Posted 8:41 p.m. April 8

by Patrick W. Higgins
U-WIRE (DC BUREAU)

(U-WIRE) WASHINGTON – A traveling exhibit of photographs that depict scenes from the terrorists’ attacks of Sept. 11 ended a month-long stay at Arlington National Cemetery in Washington, D.C., last week.

The Sept. 11 Photo Project, the official name of the exhibit, is an open forum for amateur and professional photographs and written notes capturing images and emotions from the attacks on the World Trade Center and the Pentagon. It was founded in October of 2001 in an empty SoHo apartment just 12 blocks from Ground Zero in New York City.

In the past five months, the collection of written and visual memorabilia has grown from 200 to nearly 4,000 pieces.

“The design of the project is not simply a photography or art show,” explained Michael Feldschuh, a Wall Street executive and co-founder of the project in recent press release, “but an exhibit to communicate people’s stories and experience.”

The pictures included in the display show the WTC site before, during, and after the attacks. The photos vary in their images — with some focusing on the actual building damage and others capturing human reactions.

In one of the project’s most prominent pieces, the first tower is engulf in flames as the second airplane is about to strike the second tower. A number of pictures were taken from inside the lobby of the first tower, before the second attack, depicting office workers fleeing amidst black clouds of ash and debris.

On the human side, simple pictures of a single shoe, abandoned briefcases and women’s handbags deliver an eerie chill. Many notes and letters from survivors were displayed alongside the thousands of photographs.

In one particular note, Nayala J. Smith, a 7-year-old child who lives in lower Manhattan recounted, “My school bus didn’t show up today. My dad and I waited for a long time, then we went back to (our) apartment to call the bus company. While we were waiting for a call back, there was a big explosion and it blew our curtains and windows out. Me and my mom ran onto the terrace and we saw a really big hole in the World Trade Center.”

In one section of the exhibit, makeshift goggles convey a three-dimensional image of the rubble left from the collapse of the twin towers.

While in D.C., the exhibit was housed in The Women in Military Service for America Memorial located in the center of Arlington National Cemetery. The memorial was founded in 1997 to pay tribute to the nearly two million women who have served in the military since the American Revolutionary.

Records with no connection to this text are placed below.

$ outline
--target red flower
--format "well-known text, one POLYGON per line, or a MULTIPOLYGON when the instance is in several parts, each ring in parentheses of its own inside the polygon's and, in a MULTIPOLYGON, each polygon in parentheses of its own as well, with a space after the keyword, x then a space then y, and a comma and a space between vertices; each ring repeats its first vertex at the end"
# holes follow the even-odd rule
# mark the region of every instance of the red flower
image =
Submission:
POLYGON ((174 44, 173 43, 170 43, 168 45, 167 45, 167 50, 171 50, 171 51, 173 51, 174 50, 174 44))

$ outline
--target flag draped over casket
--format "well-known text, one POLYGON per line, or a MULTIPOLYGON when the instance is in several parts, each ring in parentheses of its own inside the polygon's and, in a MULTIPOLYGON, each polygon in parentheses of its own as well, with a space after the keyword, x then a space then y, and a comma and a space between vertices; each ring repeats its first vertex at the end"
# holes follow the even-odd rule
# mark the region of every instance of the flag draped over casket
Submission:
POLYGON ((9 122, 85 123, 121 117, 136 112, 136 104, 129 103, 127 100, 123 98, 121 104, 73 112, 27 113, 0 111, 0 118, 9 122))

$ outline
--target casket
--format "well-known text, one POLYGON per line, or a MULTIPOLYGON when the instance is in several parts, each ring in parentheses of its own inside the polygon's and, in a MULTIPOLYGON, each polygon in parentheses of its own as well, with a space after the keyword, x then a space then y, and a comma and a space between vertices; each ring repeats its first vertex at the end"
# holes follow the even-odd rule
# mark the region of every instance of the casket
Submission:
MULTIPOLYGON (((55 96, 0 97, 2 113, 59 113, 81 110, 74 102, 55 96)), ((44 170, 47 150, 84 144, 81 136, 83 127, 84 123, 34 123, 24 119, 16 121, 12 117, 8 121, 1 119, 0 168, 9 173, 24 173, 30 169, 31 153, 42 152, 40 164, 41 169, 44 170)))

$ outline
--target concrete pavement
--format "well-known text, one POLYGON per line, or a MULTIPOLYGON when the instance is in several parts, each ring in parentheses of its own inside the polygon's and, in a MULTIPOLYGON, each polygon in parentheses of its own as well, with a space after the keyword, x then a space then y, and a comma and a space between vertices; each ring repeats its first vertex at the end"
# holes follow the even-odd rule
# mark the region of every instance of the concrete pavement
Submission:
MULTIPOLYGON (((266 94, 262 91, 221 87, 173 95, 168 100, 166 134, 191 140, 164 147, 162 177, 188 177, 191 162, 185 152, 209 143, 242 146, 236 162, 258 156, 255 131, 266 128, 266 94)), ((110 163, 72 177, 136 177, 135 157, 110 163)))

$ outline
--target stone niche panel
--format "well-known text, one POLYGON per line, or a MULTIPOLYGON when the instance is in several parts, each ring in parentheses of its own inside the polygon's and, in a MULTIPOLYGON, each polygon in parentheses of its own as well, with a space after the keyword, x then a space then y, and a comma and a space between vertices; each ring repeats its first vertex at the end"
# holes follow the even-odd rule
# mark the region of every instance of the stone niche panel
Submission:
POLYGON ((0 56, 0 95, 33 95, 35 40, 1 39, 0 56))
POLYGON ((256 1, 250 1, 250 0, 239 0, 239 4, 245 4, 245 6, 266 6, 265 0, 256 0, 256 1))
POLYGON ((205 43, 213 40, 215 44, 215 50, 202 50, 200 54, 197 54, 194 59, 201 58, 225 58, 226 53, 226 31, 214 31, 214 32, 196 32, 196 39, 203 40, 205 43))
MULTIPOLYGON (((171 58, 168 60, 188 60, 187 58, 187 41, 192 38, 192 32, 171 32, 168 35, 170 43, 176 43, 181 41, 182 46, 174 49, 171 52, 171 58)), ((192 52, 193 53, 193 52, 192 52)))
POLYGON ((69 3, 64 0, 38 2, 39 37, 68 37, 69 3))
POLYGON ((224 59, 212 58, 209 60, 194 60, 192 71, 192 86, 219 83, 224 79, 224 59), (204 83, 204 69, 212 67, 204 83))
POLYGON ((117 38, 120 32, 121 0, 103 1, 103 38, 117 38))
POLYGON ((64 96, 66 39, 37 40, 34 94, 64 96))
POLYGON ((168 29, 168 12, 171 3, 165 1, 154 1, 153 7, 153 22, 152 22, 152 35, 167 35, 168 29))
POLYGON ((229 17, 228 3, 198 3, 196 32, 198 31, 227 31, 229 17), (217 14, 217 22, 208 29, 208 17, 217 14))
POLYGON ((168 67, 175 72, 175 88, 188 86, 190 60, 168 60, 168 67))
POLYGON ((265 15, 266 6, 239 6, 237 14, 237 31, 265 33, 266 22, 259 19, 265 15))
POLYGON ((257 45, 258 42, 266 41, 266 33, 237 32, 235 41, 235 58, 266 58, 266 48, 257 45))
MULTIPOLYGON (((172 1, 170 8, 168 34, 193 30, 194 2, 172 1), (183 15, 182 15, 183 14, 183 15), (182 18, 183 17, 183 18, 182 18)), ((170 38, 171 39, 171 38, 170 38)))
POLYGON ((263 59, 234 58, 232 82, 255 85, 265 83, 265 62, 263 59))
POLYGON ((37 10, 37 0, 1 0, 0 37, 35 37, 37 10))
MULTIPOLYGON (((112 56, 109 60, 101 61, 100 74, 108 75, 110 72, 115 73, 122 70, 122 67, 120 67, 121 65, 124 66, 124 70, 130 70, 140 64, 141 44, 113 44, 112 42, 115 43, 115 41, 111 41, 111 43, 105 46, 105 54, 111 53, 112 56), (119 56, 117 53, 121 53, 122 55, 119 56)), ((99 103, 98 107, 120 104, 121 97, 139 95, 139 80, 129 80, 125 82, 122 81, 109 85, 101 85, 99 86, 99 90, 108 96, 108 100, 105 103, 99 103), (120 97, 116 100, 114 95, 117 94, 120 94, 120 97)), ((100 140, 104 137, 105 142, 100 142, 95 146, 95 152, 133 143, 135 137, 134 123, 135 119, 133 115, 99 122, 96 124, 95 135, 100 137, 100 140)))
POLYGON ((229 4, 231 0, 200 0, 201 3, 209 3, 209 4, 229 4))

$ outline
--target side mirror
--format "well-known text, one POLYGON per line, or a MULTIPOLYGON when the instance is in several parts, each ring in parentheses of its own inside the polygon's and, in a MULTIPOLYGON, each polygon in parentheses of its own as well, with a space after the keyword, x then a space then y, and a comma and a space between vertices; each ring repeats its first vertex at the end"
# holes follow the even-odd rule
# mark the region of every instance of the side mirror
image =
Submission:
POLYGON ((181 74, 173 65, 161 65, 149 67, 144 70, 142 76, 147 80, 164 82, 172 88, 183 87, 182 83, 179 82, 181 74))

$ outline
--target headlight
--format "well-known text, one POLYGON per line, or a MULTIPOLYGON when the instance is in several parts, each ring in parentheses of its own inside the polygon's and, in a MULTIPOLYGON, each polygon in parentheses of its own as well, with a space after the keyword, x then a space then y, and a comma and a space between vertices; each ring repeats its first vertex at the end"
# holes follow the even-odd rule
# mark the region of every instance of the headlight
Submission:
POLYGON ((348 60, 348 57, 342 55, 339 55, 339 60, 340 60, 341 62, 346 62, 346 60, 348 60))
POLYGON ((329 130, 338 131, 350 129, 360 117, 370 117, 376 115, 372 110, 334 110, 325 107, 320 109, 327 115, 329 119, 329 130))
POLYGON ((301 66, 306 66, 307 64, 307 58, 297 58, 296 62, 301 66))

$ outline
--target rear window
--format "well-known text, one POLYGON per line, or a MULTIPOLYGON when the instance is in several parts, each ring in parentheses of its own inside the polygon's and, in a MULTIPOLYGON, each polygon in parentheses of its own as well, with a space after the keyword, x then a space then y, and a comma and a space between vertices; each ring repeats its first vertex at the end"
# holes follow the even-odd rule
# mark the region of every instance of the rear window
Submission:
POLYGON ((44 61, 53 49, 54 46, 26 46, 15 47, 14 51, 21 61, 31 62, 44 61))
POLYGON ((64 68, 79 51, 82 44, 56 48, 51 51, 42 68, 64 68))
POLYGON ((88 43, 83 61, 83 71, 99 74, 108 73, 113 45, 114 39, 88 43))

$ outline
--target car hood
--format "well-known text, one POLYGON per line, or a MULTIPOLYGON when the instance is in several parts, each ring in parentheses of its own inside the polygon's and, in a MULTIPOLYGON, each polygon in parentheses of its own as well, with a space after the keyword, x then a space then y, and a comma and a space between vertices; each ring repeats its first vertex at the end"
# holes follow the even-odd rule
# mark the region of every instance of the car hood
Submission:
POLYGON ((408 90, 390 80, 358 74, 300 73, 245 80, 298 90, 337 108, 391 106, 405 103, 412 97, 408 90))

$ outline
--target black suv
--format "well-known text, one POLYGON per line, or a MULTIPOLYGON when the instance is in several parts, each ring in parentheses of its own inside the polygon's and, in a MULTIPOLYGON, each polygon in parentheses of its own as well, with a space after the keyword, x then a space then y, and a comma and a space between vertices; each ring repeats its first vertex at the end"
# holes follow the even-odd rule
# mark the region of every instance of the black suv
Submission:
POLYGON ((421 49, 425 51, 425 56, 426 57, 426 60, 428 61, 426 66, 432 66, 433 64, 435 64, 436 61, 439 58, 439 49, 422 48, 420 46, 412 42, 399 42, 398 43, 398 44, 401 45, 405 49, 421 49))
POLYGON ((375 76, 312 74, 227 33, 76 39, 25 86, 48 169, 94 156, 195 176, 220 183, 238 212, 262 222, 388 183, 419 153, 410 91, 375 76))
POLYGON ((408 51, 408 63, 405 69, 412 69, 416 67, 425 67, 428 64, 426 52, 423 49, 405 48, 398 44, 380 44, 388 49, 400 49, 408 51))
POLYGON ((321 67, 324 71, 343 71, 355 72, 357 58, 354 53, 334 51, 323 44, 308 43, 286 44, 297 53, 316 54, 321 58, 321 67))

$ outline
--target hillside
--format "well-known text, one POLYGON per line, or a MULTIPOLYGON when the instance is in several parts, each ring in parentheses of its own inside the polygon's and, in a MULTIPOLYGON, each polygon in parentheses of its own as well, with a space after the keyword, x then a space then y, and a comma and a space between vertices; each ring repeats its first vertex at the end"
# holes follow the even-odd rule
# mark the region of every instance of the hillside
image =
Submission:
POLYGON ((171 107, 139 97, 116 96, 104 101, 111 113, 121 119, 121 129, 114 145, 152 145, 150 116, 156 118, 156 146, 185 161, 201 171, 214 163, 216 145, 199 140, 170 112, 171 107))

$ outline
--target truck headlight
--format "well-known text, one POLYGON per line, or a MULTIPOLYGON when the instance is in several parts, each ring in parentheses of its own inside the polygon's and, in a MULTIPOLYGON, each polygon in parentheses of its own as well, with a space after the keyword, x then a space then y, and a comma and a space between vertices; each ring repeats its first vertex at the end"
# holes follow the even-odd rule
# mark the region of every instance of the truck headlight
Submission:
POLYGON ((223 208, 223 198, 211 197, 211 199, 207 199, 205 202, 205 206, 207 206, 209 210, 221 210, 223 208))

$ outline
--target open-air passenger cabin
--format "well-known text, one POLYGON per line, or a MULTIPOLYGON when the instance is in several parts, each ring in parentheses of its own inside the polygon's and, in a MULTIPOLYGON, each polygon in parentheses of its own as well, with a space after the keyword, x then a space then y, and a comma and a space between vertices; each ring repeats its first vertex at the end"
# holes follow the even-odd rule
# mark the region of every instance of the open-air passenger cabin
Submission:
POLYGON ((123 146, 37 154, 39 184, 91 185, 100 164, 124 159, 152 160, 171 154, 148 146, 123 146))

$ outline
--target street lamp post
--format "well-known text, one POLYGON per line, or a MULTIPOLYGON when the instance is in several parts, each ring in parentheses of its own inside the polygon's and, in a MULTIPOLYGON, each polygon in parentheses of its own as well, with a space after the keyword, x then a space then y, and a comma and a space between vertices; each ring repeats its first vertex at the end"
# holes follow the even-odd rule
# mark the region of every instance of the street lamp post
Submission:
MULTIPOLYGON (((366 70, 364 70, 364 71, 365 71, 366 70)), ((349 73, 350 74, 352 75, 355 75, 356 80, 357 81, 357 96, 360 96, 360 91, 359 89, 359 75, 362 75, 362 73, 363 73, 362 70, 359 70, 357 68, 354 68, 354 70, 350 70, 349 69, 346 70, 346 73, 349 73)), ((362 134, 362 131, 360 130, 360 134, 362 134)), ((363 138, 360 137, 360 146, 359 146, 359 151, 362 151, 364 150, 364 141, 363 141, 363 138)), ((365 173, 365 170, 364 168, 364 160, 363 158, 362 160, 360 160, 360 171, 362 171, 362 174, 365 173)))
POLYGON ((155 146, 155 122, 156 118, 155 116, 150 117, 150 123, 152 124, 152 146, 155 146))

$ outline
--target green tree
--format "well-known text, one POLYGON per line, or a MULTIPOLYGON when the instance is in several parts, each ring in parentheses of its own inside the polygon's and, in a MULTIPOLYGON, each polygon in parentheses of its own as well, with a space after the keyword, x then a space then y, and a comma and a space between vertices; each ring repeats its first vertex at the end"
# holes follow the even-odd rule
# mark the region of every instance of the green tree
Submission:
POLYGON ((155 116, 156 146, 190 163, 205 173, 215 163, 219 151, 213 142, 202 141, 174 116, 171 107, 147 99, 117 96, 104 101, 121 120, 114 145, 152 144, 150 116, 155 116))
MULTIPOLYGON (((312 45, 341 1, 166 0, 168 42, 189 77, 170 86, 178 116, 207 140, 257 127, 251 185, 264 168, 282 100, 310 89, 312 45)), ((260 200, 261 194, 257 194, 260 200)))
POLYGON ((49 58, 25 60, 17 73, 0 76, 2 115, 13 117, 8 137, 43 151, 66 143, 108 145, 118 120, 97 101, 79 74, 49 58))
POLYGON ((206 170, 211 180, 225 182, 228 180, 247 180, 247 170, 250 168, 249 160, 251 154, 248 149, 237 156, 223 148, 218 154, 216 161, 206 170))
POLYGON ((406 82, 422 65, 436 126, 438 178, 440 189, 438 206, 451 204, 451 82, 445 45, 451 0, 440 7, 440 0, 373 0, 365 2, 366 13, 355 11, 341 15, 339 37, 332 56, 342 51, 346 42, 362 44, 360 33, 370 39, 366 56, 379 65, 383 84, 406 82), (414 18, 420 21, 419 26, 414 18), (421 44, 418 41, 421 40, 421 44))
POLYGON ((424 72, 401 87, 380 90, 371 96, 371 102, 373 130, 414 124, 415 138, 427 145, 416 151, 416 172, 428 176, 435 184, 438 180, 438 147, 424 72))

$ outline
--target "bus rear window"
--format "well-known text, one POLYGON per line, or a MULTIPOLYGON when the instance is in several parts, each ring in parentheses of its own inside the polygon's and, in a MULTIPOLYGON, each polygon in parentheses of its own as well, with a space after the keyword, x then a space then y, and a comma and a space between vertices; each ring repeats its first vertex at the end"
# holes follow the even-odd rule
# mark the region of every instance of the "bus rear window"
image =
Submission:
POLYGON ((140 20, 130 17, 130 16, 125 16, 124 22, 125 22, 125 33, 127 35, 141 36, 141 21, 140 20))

“We are enormously proud to have been selected by the project as the host for the exhibit’s Washington, D.C., stop,” said retired Brigadier General Wilma L. Vaught, President of the Women’s Memorial Foundation. “The Memorial is a place of tribute to the nation’s military women and we’re honored to share this remarkable site, even briefly, for a tribute to the victims of Sept. 11.”

All the artwork from the project was compiled into a book, from which all proceeds go to the NYC Firefighters Burn Foundation, a non-profit organization involved in burn care, research and prevention.

The project will be in Sacramento, Calif., for a month beginning April 26 before moving to Los Angeles in June.